A similar scenario could occur in which patients paid out of pocket for medication while awaiting special authorization. In a simulation study of this form of misclassified person-time, Gamble et al. found substantial bias of the hazard ratio for mortality for new users of metformin versus sulfonylureas as an increasing proportion of users of metformin were misclassified as non-users while awaiting special authorization [25]. There is also evidence suggesting that the days-supply associated with the prescription, which is used to determine periods of continuous use and discontinuation (for an as-treated analysis) is not uniformly recorded. In Ontario, investigators studied the pattern of days-supply for osteoporosis medications and found that those filled for patients in a long-term care facility were substantially shorter than those for community-dwelling patients [26].

In addition, the effects of the treatment often vary considerably with time [27], and by misidentifying the start of therapy the comparison groups may not reflect the same duration of treatment. These problems would be most pronounced when the duration of follow-up is relatively short, the hazard is not constant, and the extent of misclassification differs between the groups. While within-subject study designs such as the case-crossover [28] and self-controlled case series [29, 30] minimize bias due to confounding by time-invariant characteristics and comorbidities, they remain susceptible to bias due to misclassification of exposure.

Clinical Outcomes

The ability to study rare clinical outcomes in a very large, population-based sample is a potential strength of claims data, but likewise a source of concern due to potential misclassification. Outcomes such as death are considered reliable in some data sources while they are only observed when they occur in the hospital in other data sources [31]. Clinical events may be acute and result in hospitalization (such as hip fracture) or chronic with or without specific clinical interventions (such as type II diabetes). The degree of misclassification of these outcomes can vary considerably.

Medical procedures are considered reliable in billing data given the close relationship and regulated nature of billings for procedures and physician payment. ICD-9 procedure codes, used by hospitals to bill for the facility component of charges, are not sufficiently specific in many instances, while CPT codes, used by physicians to bill for their services, are more specific.

The importance of validating clinical outcomes has been appreciated since the early days of studies conducted using health care claims data as a means by which to assure that a highly specific outcome definition was devised. These are routinely based on an algorithm that may include multiple instances of a given diagnosis code on unique service dates, prescription fills, claims from an inpatient setting, and/or specific procedures to maximize the specificity of the outcome [32••].

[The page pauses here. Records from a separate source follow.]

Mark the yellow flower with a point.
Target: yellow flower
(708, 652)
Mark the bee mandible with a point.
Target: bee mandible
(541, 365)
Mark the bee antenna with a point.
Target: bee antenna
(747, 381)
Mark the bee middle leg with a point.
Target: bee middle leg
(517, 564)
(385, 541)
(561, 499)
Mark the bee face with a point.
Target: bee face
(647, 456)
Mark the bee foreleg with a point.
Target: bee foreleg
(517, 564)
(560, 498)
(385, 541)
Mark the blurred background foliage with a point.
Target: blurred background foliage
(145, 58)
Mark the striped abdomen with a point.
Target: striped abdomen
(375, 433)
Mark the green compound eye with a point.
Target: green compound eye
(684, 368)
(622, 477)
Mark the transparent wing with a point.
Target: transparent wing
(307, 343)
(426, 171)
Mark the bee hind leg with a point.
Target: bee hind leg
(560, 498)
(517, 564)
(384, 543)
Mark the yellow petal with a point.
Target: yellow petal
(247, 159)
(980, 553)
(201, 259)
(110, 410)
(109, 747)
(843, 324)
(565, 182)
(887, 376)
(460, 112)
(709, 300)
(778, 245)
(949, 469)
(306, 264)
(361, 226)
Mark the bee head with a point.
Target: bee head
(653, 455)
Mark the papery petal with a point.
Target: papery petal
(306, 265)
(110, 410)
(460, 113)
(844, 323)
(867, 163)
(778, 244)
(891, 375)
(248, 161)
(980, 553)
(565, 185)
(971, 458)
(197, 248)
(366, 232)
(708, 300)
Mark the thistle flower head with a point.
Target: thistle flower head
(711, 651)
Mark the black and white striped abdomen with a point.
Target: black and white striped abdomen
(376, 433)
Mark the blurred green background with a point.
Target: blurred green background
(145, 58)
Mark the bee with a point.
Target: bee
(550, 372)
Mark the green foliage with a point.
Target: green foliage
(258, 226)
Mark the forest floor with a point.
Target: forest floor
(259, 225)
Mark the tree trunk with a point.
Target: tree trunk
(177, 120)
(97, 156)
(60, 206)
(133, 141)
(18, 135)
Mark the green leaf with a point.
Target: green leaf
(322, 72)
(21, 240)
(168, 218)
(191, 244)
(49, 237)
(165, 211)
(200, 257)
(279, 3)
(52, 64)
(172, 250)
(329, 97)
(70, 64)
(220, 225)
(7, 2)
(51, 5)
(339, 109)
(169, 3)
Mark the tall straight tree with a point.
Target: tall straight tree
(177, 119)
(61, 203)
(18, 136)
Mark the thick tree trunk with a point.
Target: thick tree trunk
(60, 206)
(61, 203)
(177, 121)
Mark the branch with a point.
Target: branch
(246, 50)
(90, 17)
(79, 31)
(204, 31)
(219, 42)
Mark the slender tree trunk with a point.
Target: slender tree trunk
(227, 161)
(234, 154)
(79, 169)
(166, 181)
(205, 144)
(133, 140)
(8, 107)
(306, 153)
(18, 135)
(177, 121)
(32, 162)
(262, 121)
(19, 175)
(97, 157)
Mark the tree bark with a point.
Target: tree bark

Misclassification of outcomes can occur differentially by exposure status by virtue of the fact that individuals who receive a prescription may receive more intensive health screenings and monitoring than patients who are not receiving medication or are receiving a different medication. These might include differences in health-seeking behaviors (screening or diagnostic workups for suspected health problems) [33], more frequent lab testing for potential liver or kidney damage if the medication is suspected to increase risk [34], or use of follow-up colonoscopies after selected types of radiation [35, 36]. This would decrease the proportion of individuals who have the outcome who are incorrectly classified as unaffected among patients with the exposure.

Confounders

Misclassification in the setting of claims data is a significant concern in light of the fact that the absence of a diagnosis or related procedures in claims during a specified time period is taken to indicate the absence of the condition. Patients who do not have healthcare encounters will not generate evidence of their conditions, and those with significant co-morbidity may not have evidence of common, less serious conditions (such as hypertension) when they are under active treatment (CABG) [37]. Typically, studies using insurance claims data define a baseline period during which individuals must be continuously enrolled [38]. But a recent simulation study suggested that using all available data to define confounders may better control confounding than restricting to a uniform time period [39••]. The robustness of this finding under a variety of conditions is still being established, but it serves as a challenge to reconsider the status quo.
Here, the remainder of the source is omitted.